The Girl With the Dragon Tattoo by Stieg Larsson

I guess Scandinavia got its The Da Vinci Code. The Girl With the Dragon Tattoo is not necessarily literary pop culture garbage that every once in awhile steps in to force otherwise semi-literate people to read (code: Twilight), since it does have enough social subtext and an interesting mystery plotline to get one engaged in the plot, but the execution is so poor that one can only grieve at the potential lost in this Swedish novel, written by Stieg Larsson, who after submitting his first draft died of a heart attack, aged 50.

And one can see it is a first draft. The book is poorly written and structured – the dialogue is on-the-nose and lacking any subtlety, the narrator is overtly subjective and preachy, hitting us with a sledge hammer with morals relating to feminism, sexism and fascism. Too bad Larsson obviously didn't do his research with the latter point, offering some silly and horribly superficial political undertones into the story (the main character – a Swedish journalist named Blomkvist - writes that a Swedish magnate sold weapons to right-wing Ustashe in the Yugoslav wars in the 90s... which is incredibly ignorant and a sloppy plot point for anyone who had studied or lived through these wars).

It's interesting to notice that the original title of the book is Men Who Hate Women, which is another point as to how much Larsson didn't really cared for the subtle approach. Well, not being subtle wouldn't be such a problem if his central character, the girl with the dragon tattoo herself – Lisbeth Salander, the epitome of Larsson's frustration with sexism and harassment of women in Sweden – was indeed three-dimensional, memorable or likeable. She's none of these things. There was not a moment in the book where I sympathised with Lisbeth or understood her motives. I thoroughly disagreed with most of her principles and found her in some cases to be disturbingly annoying, for the lack of a better word. It was commendable that Larsson characterised her as a flawed individual... it's only too bad these flaws were exactly those attributes that cause such dangerous and malicious stereotyping of women in modern society – whiny, patronising, dangerously stubborn and commanding or uncarefully promiscuous. Her positive attributes are constantly being emphasised and becoming more and more over-the-top, to a point where Lisbeth becomes some sort of cartoon-like female James Bond character, hacking into tightest computer securities, speaking „Oxford English“ (barf), „impeccable German“, all while disguising herself into various characters like Simon Templar. Is this Tomb Raider or a „socially important novel“?

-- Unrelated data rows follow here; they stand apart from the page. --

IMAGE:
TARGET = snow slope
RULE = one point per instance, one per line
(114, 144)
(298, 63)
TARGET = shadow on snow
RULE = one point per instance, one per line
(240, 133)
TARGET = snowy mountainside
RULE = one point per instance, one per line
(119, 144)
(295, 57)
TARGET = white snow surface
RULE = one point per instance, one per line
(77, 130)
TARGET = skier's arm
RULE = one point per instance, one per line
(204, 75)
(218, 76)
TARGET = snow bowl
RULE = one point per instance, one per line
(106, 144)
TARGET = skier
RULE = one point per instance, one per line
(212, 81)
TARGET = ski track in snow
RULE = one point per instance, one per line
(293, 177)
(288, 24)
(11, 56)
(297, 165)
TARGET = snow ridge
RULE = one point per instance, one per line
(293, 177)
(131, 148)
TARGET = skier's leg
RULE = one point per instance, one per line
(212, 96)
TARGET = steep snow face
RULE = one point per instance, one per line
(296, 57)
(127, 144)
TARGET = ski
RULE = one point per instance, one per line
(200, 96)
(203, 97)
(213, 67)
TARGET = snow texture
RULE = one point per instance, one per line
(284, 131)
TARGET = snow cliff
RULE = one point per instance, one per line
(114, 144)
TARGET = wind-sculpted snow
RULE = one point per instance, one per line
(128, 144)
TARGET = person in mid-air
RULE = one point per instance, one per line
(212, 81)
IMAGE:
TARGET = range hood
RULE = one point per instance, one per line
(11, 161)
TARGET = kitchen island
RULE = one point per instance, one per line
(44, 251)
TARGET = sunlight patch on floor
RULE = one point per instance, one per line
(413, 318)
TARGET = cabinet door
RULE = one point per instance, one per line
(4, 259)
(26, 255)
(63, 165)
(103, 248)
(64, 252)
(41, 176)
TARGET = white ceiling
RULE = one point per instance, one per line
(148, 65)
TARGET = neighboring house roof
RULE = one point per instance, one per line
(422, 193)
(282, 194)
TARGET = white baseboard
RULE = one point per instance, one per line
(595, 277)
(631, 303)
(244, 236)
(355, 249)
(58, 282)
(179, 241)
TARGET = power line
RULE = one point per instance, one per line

A supporting character of Erika Berger makes for a much better and more persuasive evidence of the social subtext and message that is Larsson trying to convey – a strong, independent woman taking no shit from anybody; flawed, but far more sympathetic than Lisbeth. This is why Larsson's writing could backfire and exactly create the opposite effect – which skeptics would undeniably twist and deem all critics as sexists and therefore „uncovered“. This creates an underline of demagogy all over Larsson's novel – you can take the womanizer Blomkvist, the main and mostly fair character, who gets laid all over – his intentions undeniably (intentionally or not) having sexist undertones.

There's an annoying preachiness all over the novel, both in terms of the narrator moralizing about feminism, fascism and corrupted journalism, as well as in the moral stature of its two main characters. In the climax of the novel – spoilers ahead – it is decided to cover up all the atrocities and crimes that were committed in the main mystery, not to harm or emotionally damage those whose lives had been deeply scarred by the tragedy. Both Blomkvist and Salander – agree or disagree with them – behave annoyingly holier-than-thou because of this, in terms that the truth must be told to make the harassment of women more public. 10 pages later they're illegally acquiring data by hacking to blacklist a certain Swedish magnate, not feeling they're doing something wrong and hiding behind the good old „a journalist's source cannot be discovered“ argument. So much for taking the moral high ground! Now, you might say that this is intentional and it was Larsson's goal to portray this hypocrisy (as well as sending a message that the end justifies the means), but it always seems in his repetitive writing that the narrator is backing his protagonist 99% of the time.

It was until the last 100 pages that the grade turned from „average“ to „painfully mediocre“, which are as anticlimactic as it gets. The main mystery is solved (through a scenario and a deus ex machina nicked from Hollywood's most cliched endings), and the final 5 chapters are dedicated to a faceless, one-dimensional villain not even mentioned for two thirds of the book. It was never as hard for me to finish a book as here.

I could say more about laughable plot holes and contrivances (well, try this one: the serial killer in the novel has been bringing prostitutes and immigrants to a small island with a handful of people for years and nobody seemed to noticed a thing), but you get the picture. If one is a fast reader and likes mystery novels, with an admittedly intriguing initial storyline and a couple of shocking, memorable scenes, it wouldn't be such a waste of time. I just hope David Fincher does a „Godfather“ and makes from an underwhelming literary basis something great in his upcoming American film version. But I remain skeptical.